Wenn Sie schon einmal mit „Kaltstellen“ auf einer Glasscheibe zu kämpfen hatten, wissen Sie, wie nervig das ist. Man denkt, man hat die richtigen Einstellungen für die Wärmeeinwirkung gefunden – doch dann tauchen interne Spannungen auf, oder schlimmer noch: Die Glasscheiben zerbrechen.
Die meisten Menschen machen die Glühfäden dafür verantwortlich. Doch in Wirklichkeit sind es meist die Aluminiumreflektoren. Wenn diese das Licht nicht richtig lenken, spielt es keine Rolle, wie gut die Lampen sind.

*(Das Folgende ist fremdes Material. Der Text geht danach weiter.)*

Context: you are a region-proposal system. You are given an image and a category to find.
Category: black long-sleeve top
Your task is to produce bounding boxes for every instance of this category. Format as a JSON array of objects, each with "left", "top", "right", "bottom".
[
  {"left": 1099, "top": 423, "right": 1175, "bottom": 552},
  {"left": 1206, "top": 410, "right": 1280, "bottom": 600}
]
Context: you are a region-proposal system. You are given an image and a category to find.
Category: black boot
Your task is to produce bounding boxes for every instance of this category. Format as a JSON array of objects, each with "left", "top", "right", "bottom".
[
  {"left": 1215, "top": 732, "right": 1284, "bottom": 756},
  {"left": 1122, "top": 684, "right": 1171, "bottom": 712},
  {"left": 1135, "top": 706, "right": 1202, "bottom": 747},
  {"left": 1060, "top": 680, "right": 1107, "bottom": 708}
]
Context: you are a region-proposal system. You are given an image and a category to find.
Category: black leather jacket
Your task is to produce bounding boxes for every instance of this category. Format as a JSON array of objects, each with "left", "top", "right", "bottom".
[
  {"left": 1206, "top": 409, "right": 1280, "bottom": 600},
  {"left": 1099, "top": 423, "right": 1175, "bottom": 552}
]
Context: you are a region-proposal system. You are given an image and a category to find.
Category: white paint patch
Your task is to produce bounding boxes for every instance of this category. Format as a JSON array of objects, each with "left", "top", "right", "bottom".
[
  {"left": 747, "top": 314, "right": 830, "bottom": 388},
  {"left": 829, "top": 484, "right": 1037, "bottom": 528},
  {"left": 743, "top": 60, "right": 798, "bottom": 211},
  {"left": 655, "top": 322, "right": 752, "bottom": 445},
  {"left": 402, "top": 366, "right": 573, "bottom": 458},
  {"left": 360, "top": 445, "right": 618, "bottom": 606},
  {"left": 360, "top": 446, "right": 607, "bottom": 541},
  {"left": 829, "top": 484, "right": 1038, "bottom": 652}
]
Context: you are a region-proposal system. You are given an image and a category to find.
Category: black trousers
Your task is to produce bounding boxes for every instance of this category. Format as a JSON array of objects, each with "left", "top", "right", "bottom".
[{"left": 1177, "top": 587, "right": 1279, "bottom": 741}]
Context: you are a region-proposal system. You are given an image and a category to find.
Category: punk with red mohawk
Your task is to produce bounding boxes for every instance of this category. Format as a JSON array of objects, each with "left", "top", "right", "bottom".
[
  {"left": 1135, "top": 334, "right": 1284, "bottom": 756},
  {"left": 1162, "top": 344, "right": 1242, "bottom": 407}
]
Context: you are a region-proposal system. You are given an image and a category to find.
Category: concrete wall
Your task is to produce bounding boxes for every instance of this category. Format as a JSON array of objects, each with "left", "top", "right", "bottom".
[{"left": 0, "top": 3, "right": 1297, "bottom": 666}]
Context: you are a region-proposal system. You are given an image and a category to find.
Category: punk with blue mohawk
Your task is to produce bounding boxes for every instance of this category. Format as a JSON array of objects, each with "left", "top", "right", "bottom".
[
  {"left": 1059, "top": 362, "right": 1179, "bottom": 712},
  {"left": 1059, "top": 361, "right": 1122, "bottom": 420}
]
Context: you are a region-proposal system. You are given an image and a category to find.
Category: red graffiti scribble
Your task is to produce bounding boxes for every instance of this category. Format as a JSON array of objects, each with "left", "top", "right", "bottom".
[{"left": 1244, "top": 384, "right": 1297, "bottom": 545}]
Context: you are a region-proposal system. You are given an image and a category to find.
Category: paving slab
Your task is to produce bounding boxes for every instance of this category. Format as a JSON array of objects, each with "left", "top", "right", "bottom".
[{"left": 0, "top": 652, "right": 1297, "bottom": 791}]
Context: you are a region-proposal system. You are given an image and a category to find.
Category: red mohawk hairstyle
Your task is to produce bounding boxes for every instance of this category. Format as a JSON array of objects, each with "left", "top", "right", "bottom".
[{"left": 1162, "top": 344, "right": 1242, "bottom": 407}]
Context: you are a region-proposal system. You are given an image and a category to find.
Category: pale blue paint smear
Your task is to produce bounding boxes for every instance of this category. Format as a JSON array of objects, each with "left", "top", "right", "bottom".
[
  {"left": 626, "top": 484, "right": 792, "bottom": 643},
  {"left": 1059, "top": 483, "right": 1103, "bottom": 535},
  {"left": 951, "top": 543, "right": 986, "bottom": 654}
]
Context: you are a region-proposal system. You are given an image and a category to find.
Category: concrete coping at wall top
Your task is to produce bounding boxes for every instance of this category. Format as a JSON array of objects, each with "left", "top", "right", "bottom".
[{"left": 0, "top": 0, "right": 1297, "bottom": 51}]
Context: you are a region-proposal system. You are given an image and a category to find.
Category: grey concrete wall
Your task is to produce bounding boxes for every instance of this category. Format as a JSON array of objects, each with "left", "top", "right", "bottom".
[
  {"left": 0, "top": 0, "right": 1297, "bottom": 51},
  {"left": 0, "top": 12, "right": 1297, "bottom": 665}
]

Warum „nahe genug“ nicht ausreicht
Auf den ersten Blick sieht ein Standard-Aluminiumreflektor gut aus. Doch unter dem Mikroskop ist das etwas anderes: Kleine Abweichungen auf der Oberfläche beeinträchtigen den Winkel des Infrarotstrahls. Stellen Sie sich vor, ein Reflektor leitet 85 Prozent der Energie ab, während der danebenliegende Reflektor 92 Prozent ableitet. Dadurch schwankt die Temperatur des Glases stark. Deshalb verwenden wir hochreines Aluminium mit präzise gefertigten parabolischen Profilen. So bleibt der Strahlwinkel bei jeder Lampe gleich.
Wenn Sie Ihren Heiztunnel einrichten, möchten Sie, dass die Wärmeverteilung gleichmäßig ist. Die Energiedichte sollte vom Zentrum der Lampe bis zu den Rändern konstant bleiben. Dann muss man nicht immer versuchen, die ganze Charge zu überhitzen, nur damit die schwächste Lampe auch funktioniert.
Die Realität in der Fabrik
Wir verwenden anodisiertes Aluminium – das macht einfach Sinn. Es reflektiert das Licht gut und kann Hitze ohne Probleme aushalten.
Man hört oft von reflexionsfähigen Reflektoren, die mit Gold überzogen sind. Klar, sie reflektieren das Infrarotlicht besser. Doch sie sind zerbrechlich. In einer echten Fabrik werden sie beschädigt – und das kostet ein Vermögen. Aluminium hingegen kann solche Belastungen aushalten und weiterhin funktionieren.
Ein Hinweis: Halten Sie die Reflektoren sauber. Staub und Öl sind hier das Problem. Sie nehmen die Infrarotenergie auf, wodurch das Aluminium überhitzt und verdreht wird. Wenn das passiert, geht der Fokuspunkt verloren – und damit sinkt auch die Qualität der Glasscheiben.
Gleichmäßige Prozesse
Wenn die Reflektoren konstant sind, können die PID-Controller richtig funktionieren. Sie müssen nicht mehr gegen die Hardware ankämpfen, sondern können die Glasscheiben effektiv steuern. Dadurch entsteht eine gleichmäßige Wärmeverteilung. Das führt dazu, dass weniger Material verschwendet wird, und Sie können Ihre Produktionszeiten verkürzen, ohne befürchten zu müssen, dass die Glasscheiben durch thermische Belastungen zerbrechen.